The use of the **5th percentile threshold** on the log-scores of attack samples proved to be extremely effective for separating attack and normal traffic in this dataset.

This result confirms that GMM is a powerful model for one-class anomaly detection when the majority class is well-defined and clean.

### 📊 Final Comparative Results: One-Class SVM vs Gaussian Mixture Model (GMM)

This table compares the performance of both models after hyperparameter tuning, using identical train/test splits.
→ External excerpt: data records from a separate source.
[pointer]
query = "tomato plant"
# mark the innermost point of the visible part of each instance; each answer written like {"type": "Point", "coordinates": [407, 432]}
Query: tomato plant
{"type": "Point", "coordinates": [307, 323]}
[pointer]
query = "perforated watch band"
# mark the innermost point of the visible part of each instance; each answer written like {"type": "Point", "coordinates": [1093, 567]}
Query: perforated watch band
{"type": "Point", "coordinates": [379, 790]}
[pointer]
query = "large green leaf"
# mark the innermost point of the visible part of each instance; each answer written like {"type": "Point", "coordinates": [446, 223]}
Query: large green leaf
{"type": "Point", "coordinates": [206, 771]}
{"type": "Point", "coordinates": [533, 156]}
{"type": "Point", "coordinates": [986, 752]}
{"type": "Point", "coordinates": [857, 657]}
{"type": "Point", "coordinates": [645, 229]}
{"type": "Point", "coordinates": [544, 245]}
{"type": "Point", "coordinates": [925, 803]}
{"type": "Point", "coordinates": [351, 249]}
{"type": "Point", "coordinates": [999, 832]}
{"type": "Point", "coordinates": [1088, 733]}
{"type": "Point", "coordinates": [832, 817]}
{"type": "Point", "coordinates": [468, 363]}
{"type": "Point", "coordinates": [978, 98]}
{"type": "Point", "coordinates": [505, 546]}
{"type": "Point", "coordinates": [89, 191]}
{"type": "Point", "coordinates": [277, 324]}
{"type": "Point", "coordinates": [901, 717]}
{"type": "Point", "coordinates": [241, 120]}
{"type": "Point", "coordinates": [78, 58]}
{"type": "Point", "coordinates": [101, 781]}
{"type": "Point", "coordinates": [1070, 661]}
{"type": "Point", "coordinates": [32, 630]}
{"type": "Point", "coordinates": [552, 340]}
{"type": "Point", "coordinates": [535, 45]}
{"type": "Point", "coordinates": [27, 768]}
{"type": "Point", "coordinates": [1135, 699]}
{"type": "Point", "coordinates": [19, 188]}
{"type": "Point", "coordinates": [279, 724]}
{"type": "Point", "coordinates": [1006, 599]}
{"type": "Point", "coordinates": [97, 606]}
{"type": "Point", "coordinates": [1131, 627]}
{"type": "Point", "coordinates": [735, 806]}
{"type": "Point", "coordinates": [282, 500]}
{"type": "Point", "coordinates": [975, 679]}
| Metric                    | One-Class SVM       | Gaussian Mixture Model |
|---------------------------|---------------------|-------------------------|
| **Precision (Normal)**    | 0.46                | 0.51                    |
| **Recall (Normal)**       | 0.94                | 1.00                    |
| **F1-score (Normal)**     | 0.62                | 0.68                    |
| **Precision (Attack)**    | 1.00                | 1.00                    |
| **Recall (Attack)**       | 0.95                | 0.95                    |
| **F1-score (Attack)**     | 0.97                | 0.98                    |
| **Overall Accuracy**      | 0.95                | 0.96                    |
| **ROC AUC**               | 0.944               | **1.000**               |

---

### 🧠 Insights:

- ✅ Both models achieve **very high precision** for attacks and excellent overall accuracy.
- ✅ **GMM** has a **higher recall and F1-score** for the normal class, meaning it is better at detecting legitimate traffic as anomalous.
- ⚖️ Both models show **balanced recall for attacks** (`0.95`), but GMM slightly improves the **F1-score**.
- ✅ **ROC AUC is perfect (1.0) in GMM**, indicating ideal separation capability.

**Conclusion:**  
While One-Class SVM performs very well after tuning, the **Gaussian Mixture Model offers slightly better overall detection**, particularly for the legitimate traffic class and in terms of ranking ability.